Roberth got in to owning a restaurant in San Francisco by an accident. He managed a Christmas table at the Scandinavian School here in San Francisco together with Andrea while they lived in Arizona, and from there he met a man who wanted to meet with him in San Francisco the following weekend. This man met him in the venue of what is now Pläj and offered him the restaurant on the condition that he opened a Scandinavian restaurant.

In the beginning of Pläj, Roberth was really creative with the inventories. For example, he named the desserts Godis, included small fun facts about Sweden on the menu, and they gave the bills in Swedish dictionaries. Unfortunately this did not work in the long run. The guests did not understand the menus; the Swedish guests started correcting the fun facts and the dictionaries were all stolen.

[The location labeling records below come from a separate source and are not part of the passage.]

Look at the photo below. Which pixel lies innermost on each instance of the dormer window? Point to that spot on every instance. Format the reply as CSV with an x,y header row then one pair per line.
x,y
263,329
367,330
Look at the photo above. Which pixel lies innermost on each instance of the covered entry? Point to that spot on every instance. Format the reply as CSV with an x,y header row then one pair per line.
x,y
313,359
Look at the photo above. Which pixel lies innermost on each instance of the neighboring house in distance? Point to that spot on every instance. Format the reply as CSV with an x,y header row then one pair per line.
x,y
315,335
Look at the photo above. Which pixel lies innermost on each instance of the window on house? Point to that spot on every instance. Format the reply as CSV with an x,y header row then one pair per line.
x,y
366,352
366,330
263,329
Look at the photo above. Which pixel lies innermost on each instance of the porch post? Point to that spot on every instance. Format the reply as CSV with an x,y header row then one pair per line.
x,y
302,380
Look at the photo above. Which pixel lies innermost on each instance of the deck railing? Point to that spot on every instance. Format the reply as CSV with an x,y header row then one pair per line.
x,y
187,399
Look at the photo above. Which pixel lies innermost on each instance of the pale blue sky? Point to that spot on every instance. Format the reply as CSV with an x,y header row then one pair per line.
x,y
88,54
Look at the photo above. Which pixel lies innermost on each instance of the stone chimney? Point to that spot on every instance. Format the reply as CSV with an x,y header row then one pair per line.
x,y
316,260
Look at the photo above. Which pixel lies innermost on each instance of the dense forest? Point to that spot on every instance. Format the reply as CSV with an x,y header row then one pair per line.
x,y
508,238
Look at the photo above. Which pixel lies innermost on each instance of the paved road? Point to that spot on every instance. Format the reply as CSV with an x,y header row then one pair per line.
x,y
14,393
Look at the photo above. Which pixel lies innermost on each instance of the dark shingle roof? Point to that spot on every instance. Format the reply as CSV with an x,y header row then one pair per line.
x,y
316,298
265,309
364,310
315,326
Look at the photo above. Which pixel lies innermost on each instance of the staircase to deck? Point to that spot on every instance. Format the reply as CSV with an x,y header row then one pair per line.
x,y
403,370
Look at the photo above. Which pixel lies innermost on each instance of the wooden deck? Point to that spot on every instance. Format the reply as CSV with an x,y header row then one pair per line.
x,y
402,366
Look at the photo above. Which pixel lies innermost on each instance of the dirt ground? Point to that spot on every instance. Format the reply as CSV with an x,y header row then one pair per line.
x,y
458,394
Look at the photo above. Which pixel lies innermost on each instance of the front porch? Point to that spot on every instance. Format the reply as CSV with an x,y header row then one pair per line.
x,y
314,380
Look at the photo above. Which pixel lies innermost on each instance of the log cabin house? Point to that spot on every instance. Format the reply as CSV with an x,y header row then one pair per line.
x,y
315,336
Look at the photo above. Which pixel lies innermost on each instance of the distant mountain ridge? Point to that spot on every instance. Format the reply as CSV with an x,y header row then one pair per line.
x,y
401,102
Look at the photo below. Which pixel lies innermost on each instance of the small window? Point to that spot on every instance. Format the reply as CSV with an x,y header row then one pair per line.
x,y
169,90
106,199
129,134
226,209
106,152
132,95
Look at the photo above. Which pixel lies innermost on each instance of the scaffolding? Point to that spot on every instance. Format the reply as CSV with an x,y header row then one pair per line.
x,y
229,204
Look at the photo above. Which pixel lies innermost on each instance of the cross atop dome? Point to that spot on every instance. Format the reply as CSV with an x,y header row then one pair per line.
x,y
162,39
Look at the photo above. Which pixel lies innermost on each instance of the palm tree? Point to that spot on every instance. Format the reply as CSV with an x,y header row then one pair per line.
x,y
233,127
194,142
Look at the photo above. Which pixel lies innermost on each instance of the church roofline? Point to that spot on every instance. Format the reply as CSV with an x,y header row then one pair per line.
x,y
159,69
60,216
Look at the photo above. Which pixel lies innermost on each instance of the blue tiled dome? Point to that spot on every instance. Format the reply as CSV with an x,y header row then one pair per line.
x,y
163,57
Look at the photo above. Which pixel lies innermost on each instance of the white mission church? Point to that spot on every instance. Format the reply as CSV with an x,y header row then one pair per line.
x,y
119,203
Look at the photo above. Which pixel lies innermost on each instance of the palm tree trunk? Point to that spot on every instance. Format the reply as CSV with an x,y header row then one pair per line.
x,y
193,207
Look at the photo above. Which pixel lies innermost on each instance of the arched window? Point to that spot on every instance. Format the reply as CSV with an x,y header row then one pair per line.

Now, since Pläj is established and the concept is set, Roberth and Andrea are looking for their next project. In the beginning of 2018 they will open their new restaurant Stockhome in Petaluma, where they also live with their four kids. Stockhome will have Swedish candy (Lösgodis) and the food will focus on Swedish Street food. What is Swedish Street food you ask? Tunnbrödrulle? Hotdogs? Salmon? Burger with herring? No, it is of course the Swedish Kebab and Falafel.

“I have always added a Swedish touch in my cooking, even while working in a French restaurant in LA. I was “Chef Dill”, everyone always thought I put too much dill in everything. Here at Pläj and at Stockhome I have as much dill in the dishes as I like!”

It is truly a privilege for people in San Francisco and the Bay Area that Roberth and Andrea are providing Swedish delicacies. No matter if you are Swedish or American you should definitely head to Pläj or Stockhome to get your Swedish food fix.